Да, но есть люди, более достойные нашей жалости, чем они. -Более достойные? Мне кажется, что Воистину на Божьей земле их нет. я понимаю, что ты имеешь в виду, - добавил Джек, понизив голос. "Ты думаешь о тех, в гаремах или где—то еще, о ком мы можем просить только об одном — о смерти? Лицо Ваганяна стало печальным. Прошло несколько мгновений, прежде чем он заговорил снова. Наконец он сказал: "Есть те, кто еще более жалок. Ни у кого нет сострадания, и никому нет дела до души турка". Джек вздрогнул, как будто в него выстрелили. "Как мы могли?" спросил он. Все-таки ты каждый день говоришь: "Прости нам долги наши, как и мы прощаем должникам нашим".". - Я никогда не думал об этом в таком ключе. И я говорю тебе, что если я когда-нибудь вернусь в Англию, я не прощу турка! Я не буду молчать о его злодеяниях, о том, что я видел и слышал здесь!" "И вы не должны этого делать. Остановить их означало бы проявить милость Божью даже к самому турку.
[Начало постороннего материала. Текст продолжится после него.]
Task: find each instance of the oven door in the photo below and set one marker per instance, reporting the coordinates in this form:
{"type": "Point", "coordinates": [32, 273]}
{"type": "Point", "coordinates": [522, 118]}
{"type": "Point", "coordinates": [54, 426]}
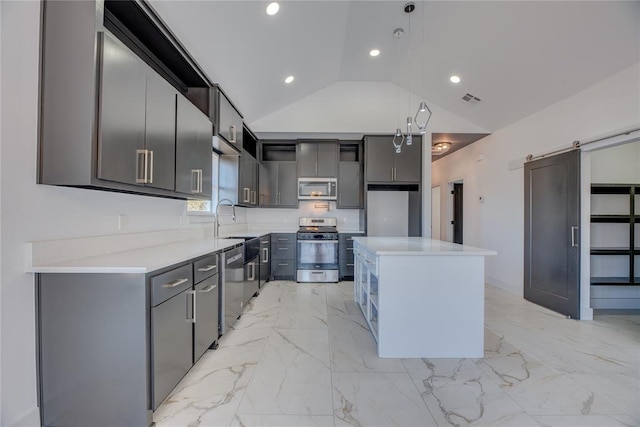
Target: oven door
{"type": "Point", "coordinates": [317, 255]}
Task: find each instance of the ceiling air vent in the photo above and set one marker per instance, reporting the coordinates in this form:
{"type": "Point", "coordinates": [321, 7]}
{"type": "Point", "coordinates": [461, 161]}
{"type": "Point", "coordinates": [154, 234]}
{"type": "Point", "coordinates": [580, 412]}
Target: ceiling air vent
{"type": "Point", "coordinates": [472, 99]}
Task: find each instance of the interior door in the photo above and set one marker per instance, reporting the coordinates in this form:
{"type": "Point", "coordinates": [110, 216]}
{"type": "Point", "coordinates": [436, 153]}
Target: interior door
{"type": "Point", "coordinates": [552, 215]}
{"type": "Point", "coordinates": [457, 212]}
Но я бы хотел, чтобы на то была воля Божья, чтобы он остановил их не Своим гневом, а Своей любовью". "Как это это Возможно?" - спросил я. "Как это Может быть?" Вы не верите, что Христос умер за турка так же, как и за христианина? - Он умер за всех, - благоговейно произнес Джек. - И я знаю, что Он повелевает нам прощать. Но это невозможно — для человека. И все же, это странно, но я помню, что когда меня вели умирать, как я думал, от их рук, я не испытывал к ним никакого гнева — более того, я вообще почти не думал о них. И все же позже, когда я узнал обо всем, что они сделали, я хотел бы разорвать их на куски".
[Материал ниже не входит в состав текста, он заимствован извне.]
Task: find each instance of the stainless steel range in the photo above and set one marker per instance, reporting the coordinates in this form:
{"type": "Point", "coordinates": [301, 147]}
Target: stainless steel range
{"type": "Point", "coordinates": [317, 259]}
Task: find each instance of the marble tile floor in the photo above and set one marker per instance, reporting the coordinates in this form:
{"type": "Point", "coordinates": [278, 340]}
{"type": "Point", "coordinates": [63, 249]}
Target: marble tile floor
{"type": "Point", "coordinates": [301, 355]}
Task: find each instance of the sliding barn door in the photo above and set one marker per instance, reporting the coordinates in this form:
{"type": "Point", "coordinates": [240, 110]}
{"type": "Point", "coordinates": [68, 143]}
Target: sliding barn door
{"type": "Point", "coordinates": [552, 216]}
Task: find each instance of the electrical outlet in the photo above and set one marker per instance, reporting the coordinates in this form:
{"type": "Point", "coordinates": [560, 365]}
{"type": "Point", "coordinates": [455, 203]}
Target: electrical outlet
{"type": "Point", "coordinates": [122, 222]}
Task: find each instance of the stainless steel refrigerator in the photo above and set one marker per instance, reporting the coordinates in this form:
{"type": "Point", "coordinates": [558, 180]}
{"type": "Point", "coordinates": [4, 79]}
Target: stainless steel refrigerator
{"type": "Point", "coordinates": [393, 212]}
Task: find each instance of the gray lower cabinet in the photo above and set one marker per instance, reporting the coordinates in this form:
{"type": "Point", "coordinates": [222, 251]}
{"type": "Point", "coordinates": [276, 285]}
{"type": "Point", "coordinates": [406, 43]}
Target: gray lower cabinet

"Друг, ты страдал больше меня, потому что страдал за других. Написано ведь: "Когда поносят тебя, преследуют тебя". Но неужели я должен думать, что у Бога нет для тебя ничего лучшего, чем то, что Он дал мне? Если я выпил несколько капель Его вина, из которого пил Он Сам, неужели я должен сомневаться, что Он может наполнить чашу для тебя до краев? Именно для наших самых тяжелых нужд Он хранит Свои лучшие сердечные напитки. А теперь я вновь вернусь к моему другу, барону Вартаньяну. Думаю, он уже достаточно долго пробыл в одиночестве".

Он ушел, а Джек смотрел ему вслед, удивляясь - и получая новый урок того, что может сделать Христос для Своих страдающих слуг.
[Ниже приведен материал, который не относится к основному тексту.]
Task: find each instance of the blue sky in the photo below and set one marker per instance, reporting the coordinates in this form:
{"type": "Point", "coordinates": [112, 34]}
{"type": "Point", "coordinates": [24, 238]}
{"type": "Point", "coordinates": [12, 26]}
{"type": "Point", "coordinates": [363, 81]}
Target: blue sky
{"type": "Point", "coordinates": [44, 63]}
Это не выдумка, а чистая правда. За исключением того, что эти скудные слова не могут передать всю глубину и интенсивность жалостливой любви, которую Божественная благодать зажгла в этом юном сердце к тем, от чьих рук он так страдал.

ГЛАВА XXIII Помолвка

Продолжение будем добавлять примерно по главе каждый день поэтому следите.